It may be April 1st, but this is no prank. If you work in e-discovery and haven't been thinking about biometric data, now is the time to start. Over the past year, biometric privacy cases have surged, and with several filings already this year, that trend shows no signs of slowing. Much of this litigation is driven by the Illinois Biometric Information Privacy Act, 740 ILCS 14 (“BIPA”), which imposes stringent notice requirements and allows plaintiffs to recover substantial statutory damages—up to $5,000 per occurrence for intentional violations. Corporations using technology to capture biometric data (fingerprints, facial geometry, iris scans, and voiceprints) without complying with the Act’s provisions, are finding themselves in costly class actions. Beyond the obvious compliance concerns, this wave of litigation also creates a new category of discoverable data that doesn't fit neatly into traditional e-discovery workflows.
What Makes Biometric Data Different?
Heightened Disclosure Concerns. Biometric data poses unique security challenges due to its inherently sensitive nature. Unlike passwords or account numbers, fingerprints, voiceprints, and facial geometry cannot be reset if compromised, making this data immutable and requiring heightened safeguards throughout discovery.

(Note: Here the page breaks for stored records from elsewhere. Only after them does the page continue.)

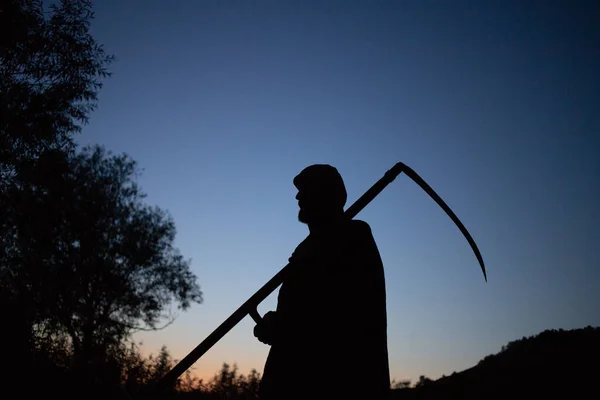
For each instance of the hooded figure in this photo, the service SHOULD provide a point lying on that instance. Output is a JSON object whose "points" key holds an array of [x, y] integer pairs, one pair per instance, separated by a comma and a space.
{"points": [[328, 335]]}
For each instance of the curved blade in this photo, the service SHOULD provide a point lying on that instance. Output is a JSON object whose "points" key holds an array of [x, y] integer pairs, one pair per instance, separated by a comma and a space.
{"points": [[419, 181]]}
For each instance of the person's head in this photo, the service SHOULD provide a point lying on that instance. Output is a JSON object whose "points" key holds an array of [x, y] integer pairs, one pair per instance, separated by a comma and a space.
{"points": [[321, 194]]}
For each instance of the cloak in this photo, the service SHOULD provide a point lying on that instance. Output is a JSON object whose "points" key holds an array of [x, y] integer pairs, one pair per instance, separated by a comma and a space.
{"points": [[331, 336]]}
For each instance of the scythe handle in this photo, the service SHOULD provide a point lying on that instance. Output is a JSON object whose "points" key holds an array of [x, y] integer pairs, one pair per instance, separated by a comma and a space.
{"points": [[250, 306]]}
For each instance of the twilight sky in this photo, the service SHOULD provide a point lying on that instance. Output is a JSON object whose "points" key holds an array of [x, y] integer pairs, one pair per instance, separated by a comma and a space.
{"points": [[494, 103]]}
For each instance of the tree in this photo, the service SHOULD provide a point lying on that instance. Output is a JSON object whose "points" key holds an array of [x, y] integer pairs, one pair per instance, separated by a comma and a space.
{"points": [[105, 263], [51, 70]]}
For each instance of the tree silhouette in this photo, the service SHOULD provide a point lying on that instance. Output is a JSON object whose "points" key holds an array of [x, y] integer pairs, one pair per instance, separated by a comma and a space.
{"points": [[51, 69], [103, 263]]}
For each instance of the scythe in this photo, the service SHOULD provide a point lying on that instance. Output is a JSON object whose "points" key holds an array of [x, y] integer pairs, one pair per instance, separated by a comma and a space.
{"points": [[250, 306]]}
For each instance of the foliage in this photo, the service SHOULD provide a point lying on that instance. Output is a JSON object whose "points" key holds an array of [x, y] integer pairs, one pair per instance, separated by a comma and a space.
{"points": [[51, 69], [99, 262]]}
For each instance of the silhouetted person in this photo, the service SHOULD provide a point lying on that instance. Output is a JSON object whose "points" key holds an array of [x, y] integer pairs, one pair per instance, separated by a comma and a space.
{"points": [[328, 335]]}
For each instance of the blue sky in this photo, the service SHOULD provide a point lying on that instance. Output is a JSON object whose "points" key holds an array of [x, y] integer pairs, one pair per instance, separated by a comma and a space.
{"points": [[494, 104]]}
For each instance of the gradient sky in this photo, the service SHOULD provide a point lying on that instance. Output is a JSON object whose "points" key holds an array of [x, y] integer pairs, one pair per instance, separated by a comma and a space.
{"points": [[495, 104]]}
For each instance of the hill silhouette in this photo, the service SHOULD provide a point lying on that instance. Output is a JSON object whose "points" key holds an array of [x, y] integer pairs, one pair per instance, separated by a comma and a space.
{"points": [[552, 364]]}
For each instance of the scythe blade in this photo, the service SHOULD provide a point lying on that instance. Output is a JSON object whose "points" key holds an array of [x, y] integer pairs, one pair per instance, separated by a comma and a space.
{"points": [[419, 181]]}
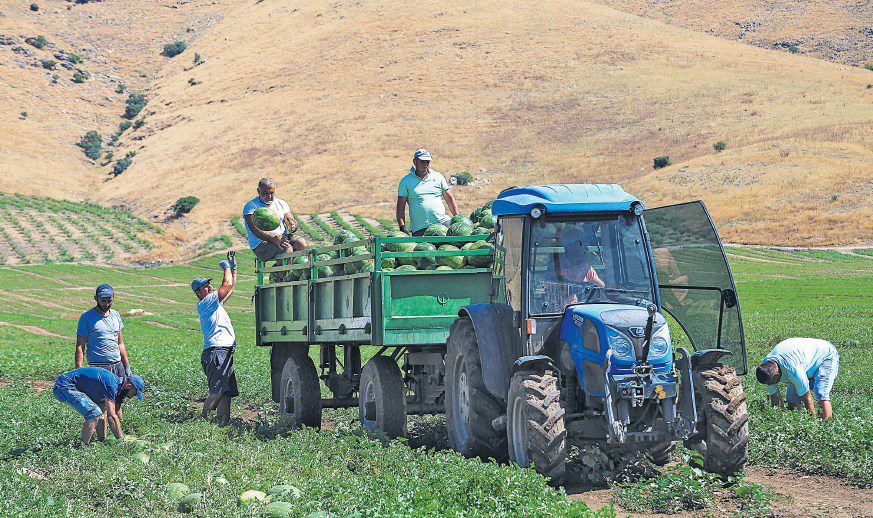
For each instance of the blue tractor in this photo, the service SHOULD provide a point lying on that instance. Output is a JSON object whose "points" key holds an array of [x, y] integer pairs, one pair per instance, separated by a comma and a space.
{"points": [[576, 347]]}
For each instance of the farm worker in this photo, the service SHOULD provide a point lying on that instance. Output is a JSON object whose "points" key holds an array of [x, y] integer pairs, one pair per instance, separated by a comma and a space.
{"points": [[809, 365], [268, 244], [97, 394], [219, 340], [424, 190]]}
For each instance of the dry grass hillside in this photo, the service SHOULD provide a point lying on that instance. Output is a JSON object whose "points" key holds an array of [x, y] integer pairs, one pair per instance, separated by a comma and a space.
{"points": [[332, 97], [840, 31]]}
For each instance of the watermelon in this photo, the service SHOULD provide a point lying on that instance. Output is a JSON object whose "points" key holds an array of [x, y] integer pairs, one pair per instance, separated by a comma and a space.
{"points": [[283, 491], [482, 261], [265, 219], [176, 491], [454, 262], [252, 495], [187, 504], [460, 218], [488, 220], [344, 236], [460, 229], [399, 247], [279, 509]]}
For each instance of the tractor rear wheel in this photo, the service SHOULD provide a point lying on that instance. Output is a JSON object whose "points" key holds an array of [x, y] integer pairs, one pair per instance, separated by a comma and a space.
{"points": [[535, 424], [382, 397], [470, 408], [725, 419], [300, 391]]}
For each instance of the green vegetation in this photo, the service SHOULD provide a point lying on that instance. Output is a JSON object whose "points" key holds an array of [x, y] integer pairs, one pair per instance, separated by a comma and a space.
{"points": [[134, 104], [184, 205], [661, 161], [175, 48], [122, 164], [80, 76], [92, 144]]}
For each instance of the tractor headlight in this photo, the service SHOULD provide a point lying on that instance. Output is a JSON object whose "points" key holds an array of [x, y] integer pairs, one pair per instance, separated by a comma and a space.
{"points": [[660, 342], [621, 347]]}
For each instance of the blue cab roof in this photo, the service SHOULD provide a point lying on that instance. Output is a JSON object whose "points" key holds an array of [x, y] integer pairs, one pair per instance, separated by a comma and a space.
{"points": [[564, 199]]}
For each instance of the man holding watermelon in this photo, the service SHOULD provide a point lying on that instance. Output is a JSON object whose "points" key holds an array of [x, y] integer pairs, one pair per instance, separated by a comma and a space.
{"points": [[270, 224], [424, 190]]}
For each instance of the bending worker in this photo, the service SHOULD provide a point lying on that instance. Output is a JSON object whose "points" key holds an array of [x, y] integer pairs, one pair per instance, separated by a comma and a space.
{"points": [[424, 190], [97, 394], [809, 365], [219, 340]]}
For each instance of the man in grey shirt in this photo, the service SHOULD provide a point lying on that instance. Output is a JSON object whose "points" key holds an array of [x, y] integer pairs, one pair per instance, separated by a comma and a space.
{"points": [[219, 340]]}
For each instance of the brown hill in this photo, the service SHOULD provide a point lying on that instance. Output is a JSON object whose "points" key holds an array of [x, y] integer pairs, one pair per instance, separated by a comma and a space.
{"points": [[839, 31], [332, 97]]}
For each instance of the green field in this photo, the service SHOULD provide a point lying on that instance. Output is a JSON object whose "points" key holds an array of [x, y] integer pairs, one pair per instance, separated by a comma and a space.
{"points": [[340, 470]]}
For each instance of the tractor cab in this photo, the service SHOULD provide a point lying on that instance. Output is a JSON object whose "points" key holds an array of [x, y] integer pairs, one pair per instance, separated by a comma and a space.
{"points": [[619, 316]]}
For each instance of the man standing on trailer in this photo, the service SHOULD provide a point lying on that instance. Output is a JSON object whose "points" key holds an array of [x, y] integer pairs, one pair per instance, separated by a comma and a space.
{"points": [[219, 340], [424, 190], [809, 365]]}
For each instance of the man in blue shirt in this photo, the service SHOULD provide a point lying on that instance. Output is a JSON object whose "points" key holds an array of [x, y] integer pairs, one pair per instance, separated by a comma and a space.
{"points": [[97, 393], [219, 340], [99, 333], [809, 365]]}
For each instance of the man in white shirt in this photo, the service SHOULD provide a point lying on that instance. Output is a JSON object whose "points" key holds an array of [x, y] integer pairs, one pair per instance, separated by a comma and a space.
{"points": [[219, 340], [268, 244]]}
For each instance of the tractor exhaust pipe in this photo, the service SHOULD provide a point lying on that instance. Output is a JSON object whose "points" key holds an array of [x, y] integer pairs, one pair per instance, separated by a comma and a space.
{"points": [[647, 338]]}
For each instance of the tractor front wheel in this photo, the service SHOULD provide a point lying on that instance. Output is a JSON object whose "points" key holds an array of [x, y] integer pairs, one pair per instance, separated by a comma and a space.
{"points": [[725, 419], [470, 408], [535, 424]]}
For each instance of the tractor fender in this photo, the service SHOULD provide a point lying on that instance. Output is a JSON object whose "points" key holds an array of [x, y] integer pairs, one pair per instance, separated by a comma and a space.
{"points": [[498, 341], [537, 362], [707, 357]]}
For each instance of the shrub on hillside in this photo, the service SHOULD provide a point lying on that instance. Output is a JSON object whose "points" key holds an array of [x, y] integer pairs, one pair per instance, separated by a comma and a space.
{"points": [[38, 42], [122, 165], [135, 104], [175, 48], [184, 205], [92, 144]]}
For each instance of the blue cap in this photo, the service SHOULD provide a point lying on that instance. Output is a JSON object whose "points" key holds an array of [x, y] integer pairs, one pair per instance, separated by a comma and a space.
{"points": [[199, 282], [139, 384]]}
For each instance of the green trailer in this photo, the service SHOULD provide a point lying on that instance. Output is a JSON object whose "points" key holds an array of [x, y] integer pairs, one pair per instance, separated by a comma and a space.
{"points": [[339, 298]]}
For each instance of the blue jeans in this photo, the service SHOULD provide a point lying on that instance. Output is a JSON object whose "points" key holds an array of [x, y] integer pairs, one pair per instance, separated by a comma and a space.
{"points": [[78, 400], [820, 384]]}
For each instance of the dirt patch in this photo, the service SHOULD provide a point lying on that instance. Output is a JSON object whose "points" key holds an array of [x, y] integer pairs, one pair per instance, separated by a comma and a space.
{"points": [[32, 329], [796, 496]]}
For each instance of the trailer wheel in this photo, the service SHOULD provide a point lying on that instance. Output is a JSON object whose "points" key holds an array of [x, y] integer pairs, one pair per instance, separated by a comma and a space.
{"points": [[535, 424], [660, 453], [382, 400], [470, 409], [725, 419], [300, 391]]}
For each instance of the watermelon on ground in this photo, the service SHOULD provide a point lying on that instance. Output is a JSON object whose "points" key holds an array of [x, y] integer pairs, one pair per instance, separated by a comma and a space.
{"points": [[344, 236], [482, 261], [460, 229], [265, 219], [454, 262], [460, 218]]}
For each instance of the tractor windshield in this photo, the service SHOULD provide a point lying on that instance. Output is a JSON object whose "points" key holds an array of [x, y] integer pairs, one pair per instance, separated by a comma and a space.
{"points": [[589, 261]]}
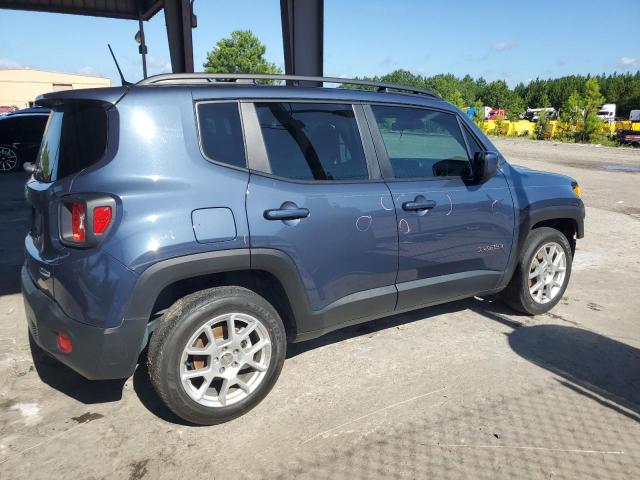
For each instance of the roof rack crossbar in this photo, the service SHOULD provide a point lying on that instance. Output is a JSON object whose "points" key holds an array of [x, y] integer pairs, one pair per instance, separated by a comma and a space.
{"points": [[188, 78]]}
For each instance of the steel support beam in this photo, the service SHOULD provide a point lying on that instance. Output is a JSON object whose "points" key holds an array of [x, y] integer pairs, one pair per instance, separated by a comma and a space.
{"points": [[180, 20], [302, 36]]}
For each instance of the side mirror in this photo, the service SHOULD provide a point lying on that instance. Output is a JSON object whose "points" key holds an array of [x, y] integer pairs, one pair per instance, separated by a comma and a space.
{"points": [[485, 166]]}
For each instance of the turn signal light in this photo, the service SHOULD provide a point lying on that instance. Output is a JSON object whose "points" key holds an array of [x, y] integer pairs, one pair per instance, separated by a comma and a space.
{"points": [[101, 219], [577, 190], [78, 221]]}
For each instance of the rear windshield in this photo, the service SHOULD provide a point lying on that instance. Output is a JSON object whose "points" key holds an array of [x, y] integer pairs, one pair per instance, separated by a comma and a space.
{"points": [[75, 138]]}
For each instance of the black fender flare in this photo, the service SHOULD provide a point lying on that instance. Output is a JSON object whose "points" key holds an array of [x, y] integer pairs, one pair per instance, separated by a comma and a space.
{"points": [[529, 216], [162, 274]]}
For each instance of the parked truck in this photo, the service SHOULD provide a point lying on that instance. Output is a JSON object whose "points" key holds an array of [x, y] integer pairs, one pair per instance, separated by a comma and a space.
{"points": [[608, 112]]}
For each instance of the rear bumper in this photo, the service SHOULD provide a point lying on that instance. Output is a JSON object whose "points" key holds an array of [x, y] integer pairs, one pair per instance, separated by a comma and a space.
{"points": [[98, 353]]}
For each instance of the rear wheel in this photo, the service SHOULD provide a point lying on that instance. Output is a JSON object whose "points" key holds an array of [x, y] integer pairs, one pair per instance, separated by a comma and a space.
{"points": [[542, 274], [216, 354], [8, 159]]}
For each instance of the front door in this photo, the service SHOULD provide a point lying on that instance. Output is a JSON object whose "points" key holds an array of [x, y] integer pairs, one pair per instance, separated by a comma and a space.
{"points": [[455, 235], [316, 198]]}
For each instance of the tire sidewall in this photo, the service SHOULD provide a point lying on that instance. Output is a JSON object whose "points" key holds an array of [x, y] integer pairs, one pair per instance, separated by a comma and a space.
{"points": [[177, 338], [536, 239]]}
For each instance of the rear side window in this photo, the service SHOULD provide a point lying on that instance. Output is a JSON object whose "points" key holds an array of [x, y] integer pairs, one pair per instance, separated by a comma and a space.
{"points": [[75, 138], [221, 133], [422, 143], [312, 141]]}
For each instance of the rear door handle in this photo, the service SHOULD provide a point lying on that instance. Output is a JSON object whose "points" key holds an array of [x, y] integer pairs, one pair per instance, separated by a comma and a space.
{"points": [[418, 205], [286, 213]]}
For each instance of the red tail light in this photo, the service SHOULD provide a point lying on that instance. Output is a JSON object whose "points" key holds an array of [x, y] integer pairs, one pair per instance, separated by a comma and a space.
{"points": [[85, 219], [64, 342], [78, 221], [101, 219]]}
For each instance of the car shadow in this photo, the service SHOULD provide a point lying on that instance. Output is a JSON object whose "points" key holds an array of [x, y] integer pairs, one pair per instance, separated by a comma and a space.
{"points": [[67, 381], [600, 368], [148, 396], [588, 363], [15, 216]]}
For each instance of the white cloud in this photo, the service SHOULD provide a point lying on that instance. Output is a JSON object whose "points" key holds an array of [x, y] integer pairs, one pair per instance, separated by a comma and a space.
{"points": [[158, 64], [87, 70], [8, 63], [388, 61], [502, 46]]}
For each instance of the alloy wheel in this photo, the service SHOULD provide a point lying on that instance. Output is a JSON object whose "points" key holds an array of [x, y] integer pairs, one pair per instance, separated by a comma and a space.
{"points": [[225, 360], [547, 272]]}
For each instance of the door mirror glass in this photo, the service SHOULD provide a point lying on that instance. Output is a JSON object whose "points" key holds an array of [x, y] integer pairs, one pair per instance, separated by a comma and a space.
{"points": [[485, 165]]}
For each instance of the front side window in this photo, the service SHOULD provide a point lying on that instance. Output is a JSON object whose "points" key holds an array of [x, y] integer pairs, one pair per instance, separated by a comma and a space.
{"points": [[422, 143], [221, 133], [312, 141]]}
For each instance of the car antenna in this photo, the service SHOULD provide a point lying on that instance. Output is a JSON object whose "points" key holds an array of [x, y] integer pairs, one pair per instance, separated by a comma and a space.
{"points": [[124, 82]]}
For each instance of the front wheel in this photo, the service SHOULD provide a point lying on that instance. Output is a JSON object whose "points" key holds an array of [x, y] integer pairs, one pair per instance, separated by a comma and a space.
{"points": [[542, 274], [216, 354]]}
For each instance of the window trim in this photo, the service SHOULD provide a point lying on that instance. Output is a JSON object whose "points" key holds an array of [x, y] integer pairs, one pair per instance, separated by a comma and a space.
{"points": [[381, 149], [196, 104], [258, 158]]}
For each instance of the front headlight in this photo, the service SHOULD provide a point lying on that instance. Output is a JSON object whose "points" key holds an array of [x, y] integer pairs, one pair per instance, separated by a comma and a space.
{"points": [[576, 189]]}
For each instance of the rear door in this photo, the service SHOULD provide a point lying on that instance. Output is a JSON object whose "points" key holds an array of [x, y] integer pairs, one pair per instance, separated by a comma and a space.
{"points": [[455, 235], [315, 193]]}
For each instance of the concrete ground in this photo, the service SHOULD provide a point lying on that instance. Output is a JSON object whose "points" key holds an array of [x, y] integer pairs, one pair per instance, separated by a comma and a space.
{"points": [[465, 390]]}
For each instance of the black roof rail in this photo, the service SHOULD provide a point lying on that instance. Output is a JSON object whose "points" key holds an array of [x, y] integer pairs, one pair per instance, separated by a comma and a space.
{"points": [[189, 78]]}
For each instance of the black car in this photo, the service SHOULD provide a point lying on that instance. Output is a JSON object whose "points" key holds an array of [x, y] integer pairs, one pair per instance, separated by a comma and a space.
{"points": [[20, 137]]}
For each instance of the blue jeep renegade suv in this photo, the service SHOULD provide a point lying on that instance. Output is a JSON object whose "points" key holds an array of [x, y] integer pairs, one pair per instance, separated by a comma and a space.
{"points": [[213, 219]]}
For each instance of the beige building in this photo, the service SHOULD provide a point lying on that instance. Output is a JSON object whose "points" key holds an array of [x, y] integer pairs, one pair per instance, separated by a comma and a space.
{"points": [[20, 86]]}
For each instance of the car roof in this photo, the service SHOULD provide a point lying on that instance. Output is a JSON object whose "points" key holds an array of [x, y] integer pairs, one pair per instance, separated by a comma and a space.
{"points": [[28, 111]]}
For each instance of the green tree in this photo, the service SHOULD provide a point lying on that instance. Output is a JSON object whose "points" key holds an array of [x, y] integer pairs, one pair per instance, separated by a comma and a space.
{"points": [[455, 97], [593, 99], [495, 94], [241, 53]]}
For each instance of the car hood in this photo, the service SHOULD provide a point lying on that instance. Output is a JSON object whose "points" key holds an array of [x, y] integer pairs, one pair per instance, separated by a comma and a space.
{"points": [[539, 178]]}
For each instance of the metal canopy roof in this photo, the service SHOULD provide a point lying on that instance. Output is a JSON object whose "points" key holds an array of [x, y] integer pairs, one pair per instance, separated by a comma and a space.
{"points": [[127, 9]]}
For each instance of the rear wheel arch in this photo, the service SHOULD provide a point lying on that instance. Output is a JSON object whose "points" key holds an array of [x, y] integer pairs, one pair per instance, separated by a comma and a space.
{"points": [[275, 278]]}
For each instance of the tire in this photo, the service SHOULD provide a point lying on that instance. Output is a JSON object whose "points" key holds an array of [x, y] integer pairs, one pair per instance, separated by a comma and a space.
{"points": [[9, 159], [188, 324], [518, 294]]}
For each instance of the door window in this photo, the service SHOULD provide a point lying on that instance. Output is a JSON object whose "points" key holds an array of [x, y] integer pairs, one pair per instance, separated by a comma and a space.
{"points": [[312, 141], [422, 143], [221, 133]]}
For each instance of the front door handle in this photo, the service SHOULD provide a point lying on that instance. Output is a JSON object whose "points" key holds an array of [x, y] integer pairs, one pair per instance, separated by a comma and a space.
{"points": [[286, 213], [418, 205]]}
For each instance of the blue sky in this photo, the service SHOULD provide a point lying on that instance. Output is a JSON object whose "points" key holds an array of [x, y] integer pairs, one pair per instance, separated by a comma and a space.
{"points": [[514, 41]]}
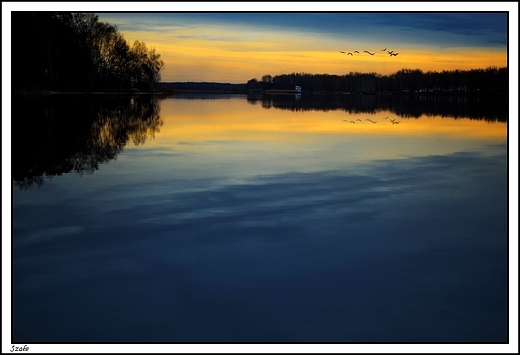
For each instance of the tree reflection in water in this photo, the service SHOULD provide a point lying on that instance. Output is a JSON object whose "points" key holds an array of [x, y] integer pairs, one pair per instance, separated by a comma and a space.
{"points": [[61, 134], [482, 107]]}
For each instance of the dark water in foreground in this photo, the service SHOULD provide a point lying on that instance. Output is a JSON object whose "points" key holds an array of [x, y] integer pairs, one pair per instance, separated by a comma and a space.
{"points": [[233, 220]]}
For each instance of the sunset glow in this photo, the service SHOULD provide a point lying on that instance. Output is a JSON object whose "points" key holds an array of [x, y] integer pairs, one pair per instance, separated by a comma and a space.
{"points": [[235, 47]]}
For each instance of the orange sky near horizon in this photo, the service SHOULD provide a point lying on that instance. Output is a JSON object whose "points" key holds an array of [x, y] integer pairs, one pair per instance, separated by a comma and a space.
{"points": [[199, 60], [237, 47]]}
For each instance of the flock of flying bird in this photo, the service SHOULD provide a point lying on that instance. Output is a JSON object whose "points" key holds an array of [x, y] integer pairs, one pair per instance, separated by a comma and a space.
{"points": [[394, 121], [391, 53]]}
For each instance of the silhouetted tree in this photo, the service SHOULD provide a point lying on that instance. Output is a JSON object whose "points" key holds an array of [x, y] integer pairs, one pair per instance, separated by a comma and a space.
{"points": [[76, 50]]}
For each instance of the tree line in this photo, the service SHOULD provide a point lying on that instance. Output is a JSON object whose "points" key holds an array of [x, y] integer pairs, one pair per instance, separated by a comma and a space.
{"points": [[489, 80], [77, 51]]}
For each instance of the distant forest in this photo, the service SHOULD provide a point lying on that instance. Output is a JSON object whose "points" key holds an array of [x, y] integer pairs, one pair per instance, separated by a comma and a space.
{"points": [[490, 80], [475, 81], [75, 51], [61, 51]]}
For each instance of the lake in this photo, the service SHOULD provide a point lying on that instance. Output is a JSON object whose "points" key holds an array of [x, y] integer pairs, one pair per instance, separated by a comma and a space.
{"points": [[260, 219]]}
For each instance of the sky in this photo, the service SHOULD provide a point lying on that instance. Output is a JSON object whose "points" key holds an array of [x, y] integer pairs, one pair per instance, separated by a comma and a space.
{"points": [[236, 42], [237, 46]]}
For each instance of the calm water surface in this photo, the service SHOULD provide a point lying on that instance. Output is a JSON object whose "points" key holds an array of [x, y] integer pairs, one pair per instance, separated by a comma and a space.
{"points": [[267, 219]]}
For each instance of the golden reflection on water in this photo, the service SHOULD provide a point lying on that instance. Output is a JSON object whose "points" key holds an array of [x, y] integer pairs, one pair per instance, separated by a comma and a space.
{"points": [[235, 119]]}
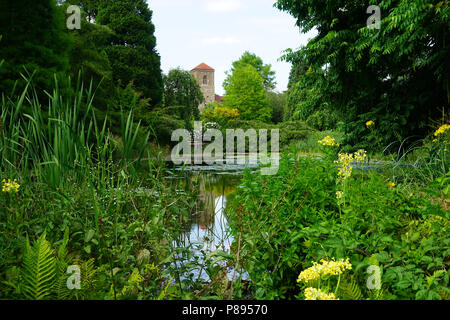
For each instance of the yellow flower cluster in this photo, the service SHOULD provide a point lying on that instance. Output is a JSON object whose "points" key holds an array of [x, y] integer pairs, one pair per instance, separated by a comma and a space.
{"points": [[327, 267], [317, 294], [328, 141], [10, 186], [369, 123], [442, 129], [346, 159]]}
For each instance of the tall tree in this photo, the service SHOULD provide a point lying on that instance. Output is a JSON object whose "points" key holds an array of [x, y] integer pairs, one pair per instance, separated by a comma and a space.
{"points": [[32, 38], [245, 91], [181, 89], [132, 52], [264, 70]]}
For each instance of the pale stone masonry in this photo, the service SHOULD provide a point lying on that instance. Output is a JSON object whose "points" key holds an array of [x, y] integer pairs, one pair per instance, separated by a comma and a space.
{"points": [[204, 75]]}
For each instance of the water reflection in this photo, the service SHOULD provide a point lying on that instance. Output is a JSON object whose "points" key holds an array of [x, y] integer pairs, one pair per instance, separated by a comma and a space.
{"points": [[206, 230]]}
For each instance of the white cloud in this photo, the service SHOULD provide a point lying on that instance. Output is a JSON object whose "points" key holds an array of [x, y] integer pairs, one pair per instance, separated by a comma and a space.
{"points": [[222, 5], [220, 40]]}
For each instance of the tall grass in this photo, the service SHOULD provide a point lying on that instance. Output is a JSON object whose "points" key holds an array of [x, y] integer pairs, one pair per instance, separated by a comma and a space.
{"points": [[61, 140]]}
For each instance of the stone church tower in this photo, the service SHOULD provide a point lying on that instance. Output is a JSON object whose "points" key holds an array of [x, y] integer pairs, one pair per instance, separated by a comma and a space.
{"points": [[204, 75]]}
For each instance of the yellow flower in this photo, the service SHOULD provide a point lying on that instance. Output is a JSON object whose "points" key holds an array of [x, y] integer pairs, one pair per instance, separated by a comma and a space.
{"points": [[346, 159], [360, 155], [328, 141], [369, 123], [317, 294], [10, 186], [442, 129], [326, 268]]}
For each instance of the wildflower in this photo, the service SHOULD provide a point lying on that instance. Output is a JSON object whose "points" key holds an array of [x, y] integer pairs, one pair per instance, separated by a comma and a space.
{"points": [[317, 294], [328, 141], [10, 186], [345, 171], [369, 123], [326, 268], [442, 129]]}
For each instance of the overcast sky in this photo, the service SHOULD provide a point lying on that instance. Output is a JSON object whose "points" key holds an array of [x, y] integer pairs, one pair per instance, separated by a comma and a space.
{"points": [[217, 32]]}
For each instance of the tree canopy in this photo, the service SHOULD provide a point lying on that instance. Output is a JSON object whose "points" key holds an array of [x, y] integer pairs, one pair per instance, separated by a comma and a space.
{"points": [[181, 89], [265, 70], [132, 50], [32, 38], [245, 92], [396, 76]]}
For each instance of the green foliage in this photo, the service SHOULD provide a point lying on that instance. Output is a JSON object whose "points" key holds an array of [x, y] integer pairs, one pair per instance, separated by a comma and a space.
{"points": [[38, 269], [88, 55], [33, 40], [132, 52], [245, 92], [214, 112], [286, 222], [181, 89], [371, 74], [264, 70], [277, 102]]}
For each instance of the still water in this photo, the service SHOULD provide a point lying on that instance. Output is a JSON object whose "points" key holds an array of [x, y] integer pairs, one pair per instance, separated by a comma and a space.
{"points": [[207, 230]]}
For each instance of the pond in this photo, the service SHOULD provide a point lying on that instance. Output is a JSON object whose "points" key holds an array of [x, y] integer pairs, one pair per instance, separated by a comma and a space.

Protective orders in these cases should include stringent confidentiality provisions and clearly defined redaction protocols.
Preservation and Destruction Don't Always Play Well Together. BIPA mandates organizations to destroy biometric data once the initial purpose for collection has been satisfied or the relationship with the individual has ended. This requirement can conflict directly with litigation hold obligations. Navigating this tension requires close coordination between compliance and litigation teams.
Informed Consent Documents Become Key Evidence. A central feature of BIPA is the requirement that corporations obtain informed written consent before capturing biometric data. If a corporation can establish compliance with this requirement, it may be positioned to file a dispositive motion. Locating these potentially exculpatory documents should be a priority early in the case.
So, What Should You Be Doing?
For e-discovery practitioners, the takeaway is clear: data governance and discovery readiness go hand in hand. Organizations deploying technologies that capture biometric data without first obtaining informed written consent risk becoming defendants in BIPA class actions. Once a suit is filed, proactive measures are essential: properly classifying and protecting this data, confirming that workflows can handle non-traditional data types, and establishing clearly defined protocols for safeguarding biometric information. These formats can also require specialized tools for extraction, processing, and review. Given the complexity and costs of obtaining and producing biometric data, format and usability issues should be addressed at the outset of discovery.
Bottom Line
BIPA is no joke, and this is only going to get more complex. Additional states (Arizona, California, New York, and Oregon, to name a few) are actively considering or reconsidering their own biometric privacy statutes, and organizations operating across multiple jurisdictions will need a “fool-proof” biometric privacy framework to stay compliant. Staying ahead of these challenges isn’t optional or folly—it's essential.